N, dlaczego tego nie widziałam?! Brzmi cudaśnie <3 Zaszły w końcu w te ciąże czy bohaterska pani dyrektor i pan od fizyki zawsze na miejscu je powstrzymali? To jest właśnie najśmieszniejsze, że całe podziemie szkół wlepili w codzienność, tworząc patologiczną szkołę, i wszystko zawsze, ale to zawsze wychodzi na jaw <3 Jest jakiś nowy twór. "19+" czy coś takiego. Po reklamach widać, że też się nieźle dzieje, więc może to kontynuacja "Szkoły".
Miły człowiek też bywa irytujący. Nie wiem, co musiałby zrobić, żeby znów wyprowadzić mnie z równowagi tak poważnie, żebym stwierdziła, że wcale miły nie jest :P Ale przypomnij, może się ugryzę w język.

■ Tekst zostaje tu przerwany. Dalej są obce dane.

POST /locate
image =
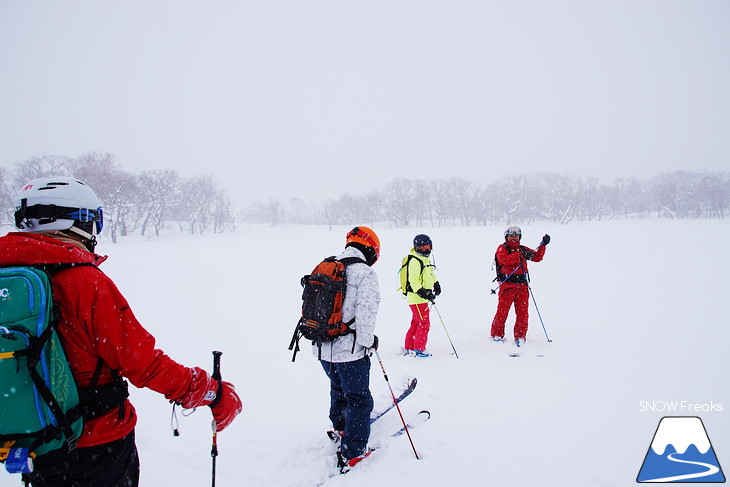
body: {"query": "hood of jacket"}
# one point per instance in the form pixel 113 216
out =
pixel 20 248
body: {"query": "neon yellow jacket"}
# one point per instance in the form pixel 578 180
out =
pixel 420 275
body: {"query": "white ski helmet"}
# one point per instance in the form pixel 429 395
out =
pixel 59 203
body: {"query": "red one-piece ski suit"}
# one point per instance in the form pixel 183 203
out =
pixel 514 290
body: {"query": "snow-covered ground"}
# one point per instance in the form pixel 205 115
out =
pixel 637 311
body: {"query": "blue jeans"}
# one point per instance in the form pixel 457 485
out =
pixel 113 464
pixel 350 403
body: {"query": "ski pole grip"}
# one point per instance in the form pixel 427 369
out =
pixel 217 376
pixel 217 365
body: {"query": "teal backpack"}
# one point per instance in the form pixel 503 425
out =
pixel 41 407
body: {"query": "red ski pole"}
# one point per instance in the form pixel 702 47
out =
pixel 395 401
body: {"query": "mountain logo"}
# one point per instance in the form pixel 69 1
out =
pixel 681 452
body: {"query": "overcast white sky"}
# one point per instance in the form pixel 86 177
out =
pixel 276 97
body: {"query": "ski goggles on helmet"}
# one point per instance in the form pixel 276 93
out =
pixel 424 248
pixel 51 213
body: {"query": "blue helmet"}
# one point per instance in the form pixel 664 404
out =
pixel 422 244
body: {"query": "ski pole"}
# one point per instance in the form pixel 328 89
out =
pixel 395 401
pixel 447 331
pixel 217 376
pixel 538 313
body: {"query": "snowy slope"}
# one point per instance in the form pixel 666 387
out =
pixel 636 310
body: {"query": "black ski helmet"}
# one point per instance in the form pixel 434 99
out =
pixel 422 244
pixel 513 231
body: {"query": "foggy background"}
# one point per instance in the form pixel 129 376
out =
pixel 275 99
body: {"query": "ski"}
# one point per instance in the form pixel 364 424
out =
pixel 406 392
pixel 418 420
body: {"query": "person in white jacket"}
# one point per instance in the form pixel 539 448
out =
pixel 346 360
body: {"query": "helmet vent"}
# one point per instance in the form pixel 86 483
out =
pixel 52 185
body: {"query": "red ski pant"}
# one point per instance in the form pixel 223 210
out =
pixel 520 296
pixel 417 334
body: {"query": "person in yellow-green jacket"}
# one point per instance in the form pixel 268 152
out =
pixel 421 286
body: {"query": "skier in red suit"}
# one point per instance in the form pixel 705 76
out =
pixel 511 260
pixel 59 218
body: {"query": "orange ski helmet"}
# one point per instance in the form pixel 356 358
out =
pixel 367 238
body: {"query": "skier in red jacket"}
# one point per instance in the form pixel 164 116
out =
pixel 511 260
pixel 59 219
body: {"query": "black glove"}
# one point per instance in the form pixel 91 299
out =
pixel 372 348
pixel 426 294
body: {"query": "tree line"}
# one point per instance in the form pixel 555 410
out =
pixel 141 203
pixel 519 199
pixel 148 202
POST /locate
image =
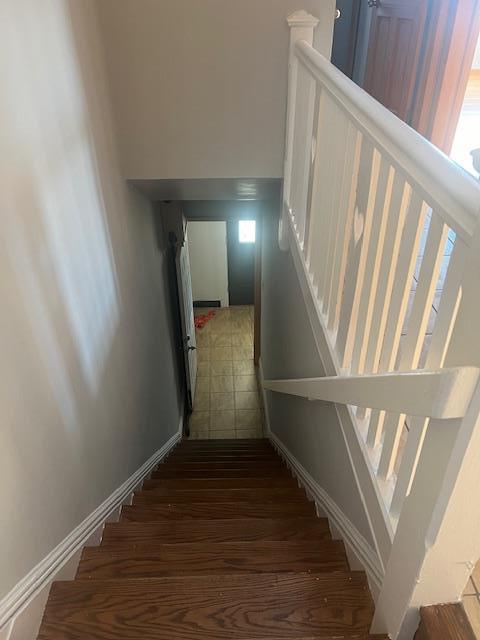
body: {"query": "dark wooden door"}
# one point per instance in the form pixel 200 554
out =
pixel 395 46
pixel 241 267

Ach, no i wielka szkoda, że tego nie będzie tak szybko. O ile w ogóle będzie. Znasz może powody?
/Całą akcję zapoczątkowała nastolatka, która była święcie przekonana, że zaliczyła wpadkę. Więc skrzyknęła koleżanki, by te zaczęły sypiać ze swoimi chłopakami bez zabezpieczeń (a jeśli ich nie mają - z jakimś szkolnym przystojniakiem), żeby też mogły zaciążyć. Potem porzucą mężczyzn i razem będą wychowywać dzieci. Ale później okazało się, że w ciąży nie jest, więc pomysł przestał się jej podobać. Zaciążyła za to jedna z jej koleżanek, a interweniowała bodajże bohaterska pani od biologii. A "19+" jest chyba jeszcze gorsze. Piją, palą, ćpają, kradną, biorą chwilówki, dilują, zdradzają... A to wszystko w jednym odcinku :P!
/Nie kracz. Bo jeszcze okaże się, że tylko próbuje uśpić twoją czujność, żeby dowalić bardziej niż zwykle.

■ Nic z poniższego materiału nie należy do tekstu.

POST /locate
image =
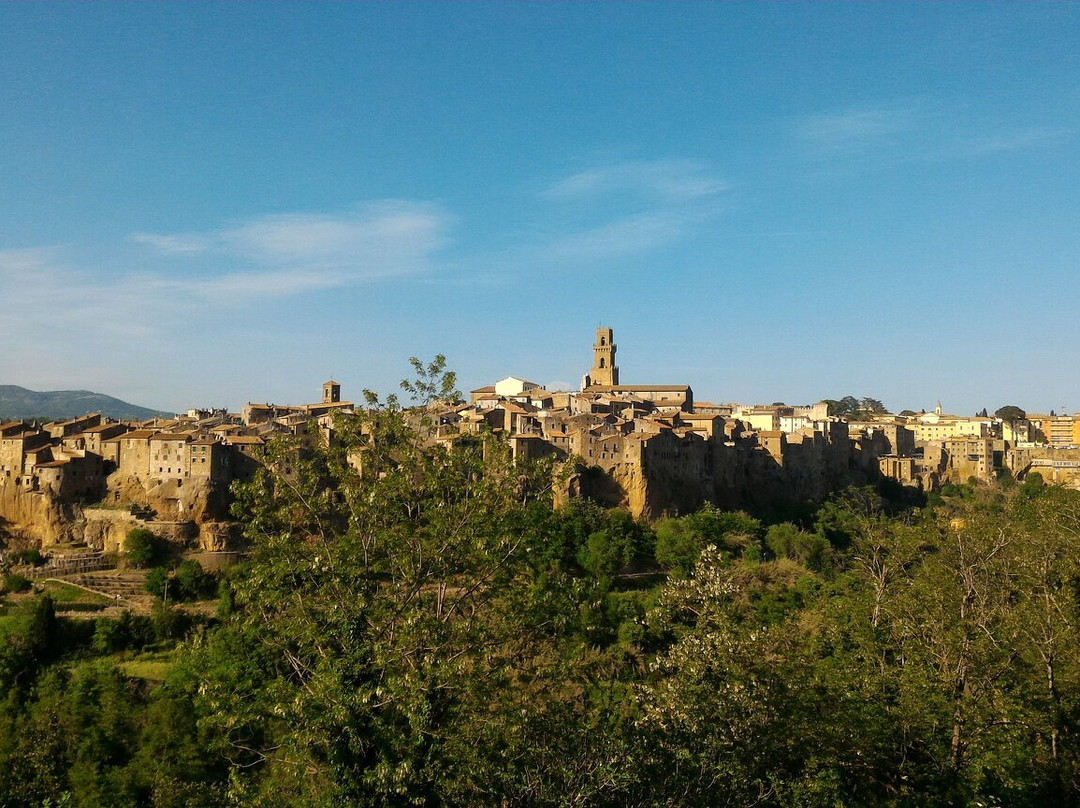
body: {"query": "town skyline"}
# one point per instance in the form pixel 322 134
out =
pixel 208 204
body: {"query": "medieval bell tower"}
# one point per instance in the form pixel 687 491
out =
pixel 605 372
pixel 332 392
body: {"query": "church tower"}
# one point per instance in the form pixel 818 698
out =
pixel 605 372
pixel 332 392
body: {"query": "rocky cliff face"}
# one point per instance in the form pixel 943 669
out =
pixel 192 515
pixel 38 515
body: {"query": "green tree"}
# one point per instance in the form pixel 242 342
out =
pixel 143 548
pixel 400 601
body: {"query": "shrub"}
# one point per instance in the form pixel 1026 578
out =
pixel 31 556
pixel 157 582
pixel 193 581
pixel 142 548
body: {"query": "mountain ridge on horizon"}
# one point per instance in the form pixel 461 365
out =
pixel 18 403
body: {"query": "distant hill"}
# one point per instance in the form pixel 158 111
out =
pixel 17 403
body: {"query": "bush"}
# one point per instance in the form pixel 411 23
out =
pixel 142 548
pixel 157 582
pixel 31 556
pixel 16 582
pixel 193 582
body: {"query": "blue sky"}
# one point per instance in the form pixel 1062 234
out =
pixel 205 204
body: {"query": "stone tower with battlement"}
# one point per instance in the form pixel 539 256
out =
pixel 332 392
pixel 605 372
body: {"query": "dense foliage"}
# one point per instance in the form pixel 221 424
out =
pixel 418 625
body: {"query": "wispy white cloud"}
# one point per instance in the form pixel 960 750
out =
pixel 318 250
pixel 1006 140
pixel 629 209
pixel 177 244
pixel 670 180
pixel 57 300
pixel 854 130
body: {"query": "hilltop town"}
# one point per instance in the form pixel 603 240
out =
pixel 648 447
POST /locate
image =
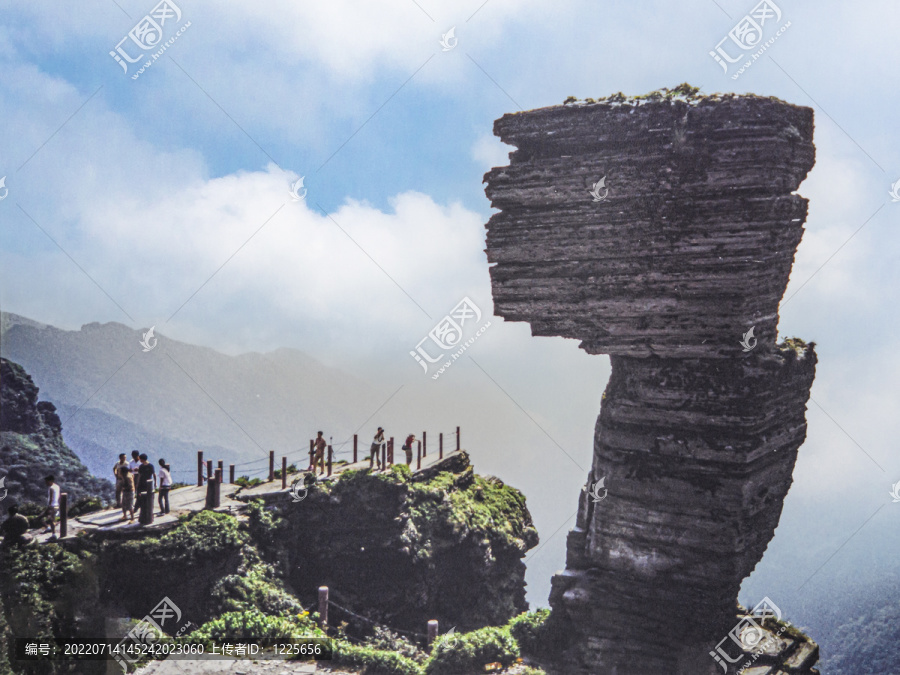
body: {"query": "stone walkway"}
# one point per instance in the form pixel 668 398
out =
pixel 193 498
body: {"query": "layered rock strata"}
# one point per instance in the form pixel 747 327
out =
pixel 659 231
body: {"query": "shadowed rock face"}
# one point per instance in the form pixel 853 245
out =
pixel 697 438
pixel 693 243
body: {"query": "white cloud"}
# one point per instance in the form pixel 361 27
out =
pixel 490 151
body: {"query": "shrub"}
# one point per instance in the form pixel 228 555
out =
pixel 86 505
pixel 291 469
pixel 373 661
pixel 254 625
pixel 386 640
pixel 528 630
pixel 470 652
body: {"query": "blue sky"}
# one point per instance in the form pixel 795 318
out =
pixel 150 185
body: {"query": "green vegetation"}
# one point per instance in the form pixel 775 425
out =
pixel 529 630
pixel 252 624
pixel 683 92
pixel 86 505
pixel 31 445
pixel 386 640
pixel 373 661
pixel 228 573
pixel 291 469
pixel 795 347
pixel 470 652
pixel 42 589
pixel 486 505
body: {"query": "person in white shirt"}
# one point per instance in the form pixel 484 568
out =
pixel 52 505
pixel 165 483
pixel 134 465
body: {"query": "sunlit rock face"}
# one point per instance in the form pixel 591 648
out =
pixel 660 231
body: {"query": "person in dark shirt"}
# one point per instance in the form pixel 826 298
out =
pixel 145 487
pixel 15 529
pixel 319 447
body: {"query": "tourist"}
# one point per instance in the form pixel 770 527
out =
pixel 145 488
pixel 127 493
pixel 52 505
pixel 407 447
pixel 117 472
pixel 15 528
pixel 165 483
pixel 375 450
pixel 134 465
pixel 319 447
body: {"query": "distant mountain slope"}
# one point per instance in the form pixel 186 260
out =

/Nie mam niestety pojęcia. Polska nie lubi rosyjskich blockbusterów, dlatego "Czarnej błyskawicy" też nie uświadczyliśmy. I tak jeszcze dodam - rozwalają mnie argumenty o "plagiatowaniu Zimowego Żołnierza". Bo przecież jego strój wcale a wcale nie był przypadkiem wzorowany na umundurowaniu elitarnej sowieckiej jednostki bojowej broniących ZSRR podczas Operacji Barbarossa. Skądże. Ci wstrętni Rosjanie plagiatują Amerykanów.
Steve, losowanie zapałek? 
 Nie pozwolę przetestować tego na nikim z drużyny. To jeden z tych momentów, w których chciałbym znów natknąć się na kogoś pokroju Somodorova. On i jemu podobni skrzywdzili tak wiele osób, że zasługują na coś takiego.
Bucky, no właśnie mówię, że coś, co ci się nie udało, a nie że udało. Wiem, że się nic nie udało.
No doszły mnie słuchy, że robisz sobie w pokoju saunę. Fajna sprawa.
 No mówię, że nic mi się nie udało. Więc musiałbym się chyba wyspowiadać z planu tygodnia, żeby wyliczyć wszystko, co spieprzyłem w ciągu każdego kolejnego dnia. A sporo tego, więc... I nie przesadzajmy, że od razu saunę. Trochę podkręcam temperaturę i tyle, a Steve histeryzuje

1 komentarz:

  1. N, pani od biologii. Typowe. Mocna inspiracja historią amerykańskiego "klubu młodych mam", a wręcz próba podrobienia. Nieudana jak zwykle <3 A więc muszę zacząć to oglądać, skoro każdy z odcinków jest tak naładowany akcją.
    A co mógłby dowalić? Za mało mnie zna, żeby mógł tak porządnie, chociaż kto wie, może znajdzie jakiś cios poniżej pasa. Ale nieeee, on jest miły.
    Ten trend nielubienia chyba jakoś się niedawno rozpoczął. A co do plagiatu - pewnie dużo ludzi o tym nie wie. No ale zanim zacznie się oskarżać o plagiat, wypadałoby trochę się rozeznać w temacie.

    Steve, zapytaj Bucky'ego, może on zna kogoś, kto by się nadawał. Albo przynajmniej zna kogoś, kto zna kogoś, kto mógłby znać.

    Bucky, to jeden dzień przytocz.
    Ja tam w saunie nie widzę nic złego. O ile się nie gotujesz, nie dusisz, nie tracisz przytomności - ciesz się ciepełkiem, póki można.